Par un mémoire en défense, enregistré le 22 septembre 2025, le ministre de l’intérieur conclut au non-lieu à statuer sur les conclusions tendant à l’annulation de la décision 48SI ainsi que sur les conclusions tendant à l’annulation des décisions de retrait de points consécutives aux infractions des 25 mai 2023 et 29 mai 2023 et au rejet du surplus des conclusions de la requête.
Par une lettre du 22 septembre 2025, M. A... a été invité par le tribunal, sur le fondement de l’article R. 612-5-1 du code de justice administrative, à confirmer expressément le maintien des conclusions de sa requête.
Vu les autres pièces du dossier ;
Vu le code de justice administrative ;
Considérant ce qui suit :
1. Aux termes de l'article R. 222-1 du code de justice administrative : « Les présidents de tribunal administratif (...) et les présidents de formation de jugement des tribunaux (...) peuvent, par ordonnance : (...) 1( Donner acte des désistements (…) ».

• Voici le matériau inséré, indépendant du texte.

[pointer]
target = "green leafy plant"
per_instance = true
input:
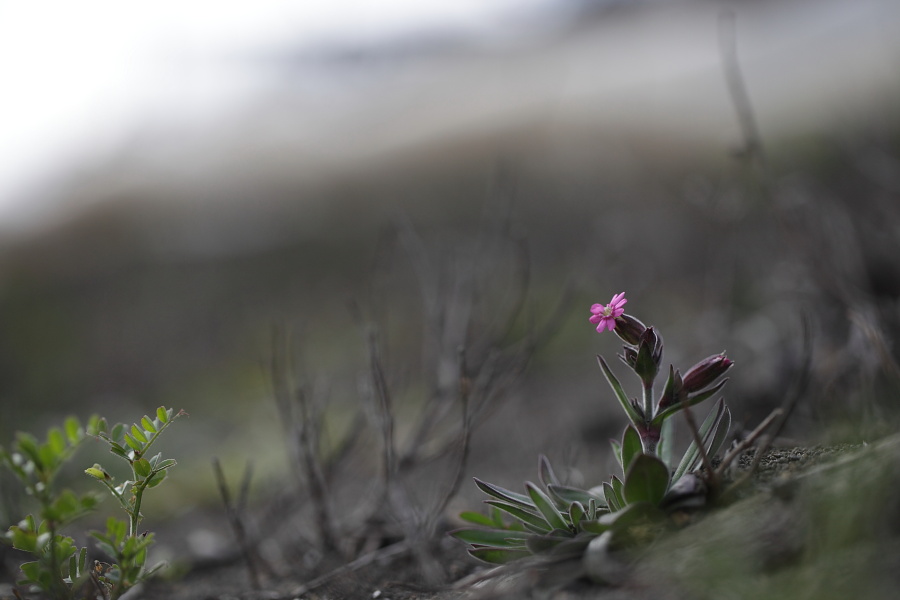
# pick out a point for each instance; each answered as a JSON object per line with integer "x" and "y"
{"x": 552, "y": 518}
{"x": 61, "y": 569}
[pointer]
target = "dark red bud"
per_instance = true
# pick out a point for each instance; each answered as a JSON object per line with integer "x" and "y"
{"x": 706, "y": 372}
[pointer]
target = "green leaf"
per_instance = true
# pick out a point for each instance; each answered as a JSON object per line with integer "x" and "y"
{"x": 666, "y": 446}
{"x": 523, "y": 515}
{"x": 576, "y": 513}
{"x": 498, "y": 556}
{"x": 477, "y": 518}
{"x": 631, "y": 447}
{"x": 156, "y": 478}
{"x": 567, "y": 495}
{"x": 719, "y": 433}
{"x": 118, "y": 432}
{"x": 691, "y": 401}
{"x": 23, "y": 539}
{"x": 632, "y": 413}
{"x": 138, "y": 434}
{"x": 96, "y": 425}
{"x": 544, "y": 543}
{"x": 96, "y": 472}
{"x": 165, "y": 464}
{"x": 503, "y": 494}
{"x": 132, "y": 443}
{"x": 142, "y": 467}
{"x": 617, "y": 452}
{"x": 495, "y": 538}
{"x": 546, "y": 506}
{"x": 593, "y": 527}
{"x": 148, "y": 425}
{"x": 617, "y": 488}
{"x": 631, "y": 515}
{"x": 32, "y": 570}
{"x": 118, "y": 450}
{"x": 692, "y": 454}
{"x": 646, "y": 481}
{"x": 612, "y": 500}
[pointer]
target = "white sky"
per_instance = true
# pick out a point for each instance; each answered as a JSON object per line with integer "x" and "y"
{"x": 77, "y": 75}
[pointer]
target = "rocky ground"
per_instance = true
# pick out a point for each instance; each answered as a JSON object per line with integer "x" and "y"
{"x": 820, "y": 522}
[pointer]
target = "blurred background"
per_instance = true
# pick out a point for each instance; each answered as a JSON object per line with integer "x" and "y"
{"x": 178, "y": 183}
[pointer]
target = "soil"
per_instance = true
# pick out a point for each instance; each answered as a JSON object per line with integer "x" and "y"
{"x": 815, "y": 518}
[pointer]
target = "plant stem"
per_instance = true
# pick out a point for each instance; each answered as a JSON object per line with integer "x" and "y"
{"x": 648, "y": 401}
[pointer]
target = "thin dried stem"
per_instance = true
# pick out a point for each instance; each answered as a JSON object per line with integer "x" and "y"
{"x": 384, "y": 411}
{"x": 753, "y": 148}
{"x": 300, "y": 429}
{"x": 465, "y": 435}
{"x": 698, "y": 439}
{"x": 236, "y": 521}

2. Aux termes l’article R. 612-5-1 du code précité : « Lorsque l'état du dossier permet de s'interroger sur l'intérêt que la requête conserve pour son auteur, le président de la formation de jugement (…) peut inviter le requérant à confirmer expressément le maintien de ses conclusions. La demande qui lui est adressée mentionne que, à défaut de réception de cette confirmation à l'expiration du délai fixé, qui ne peut être inférieur à un mois, il sera réputé s'être désisté de l'ensemble de ses conclusions ».
3. Par une lettre du 22 septembre 2025 adressée à son conseil par le biais de l’application Télérecours et dont ce dernier a accusé réception le même jour, M. A... a été invité à confirmer le maintien de sa requête. En l’absence de réponse dans le délai imparti d’un mois, il doit être regardé comme s’étant désisté de son recours. Rien ne s’oppose à ce qu’il soit donné acte de ce désistement d’instance.
O R D O N N E :
Article 1er : Il est donné acte du désistement de la requête n°2502210 de M. A....
Article 2 : La présente ordonnance sera notifiée à M. B... A... et au ministre de l’intérieur.
Fait à Nîmes, le 24 octobre 2025.
Le président de la 3ème chambre,
P. PERETTI
La République mande et ordonne au ministre de l’intérieur en ce qui le concerne ou à tous commissaires de justice à ce requis en ce qui concerne les voies de droit commun contre les parties privées, de pourvoir à l'exécution de la présente ordonnance.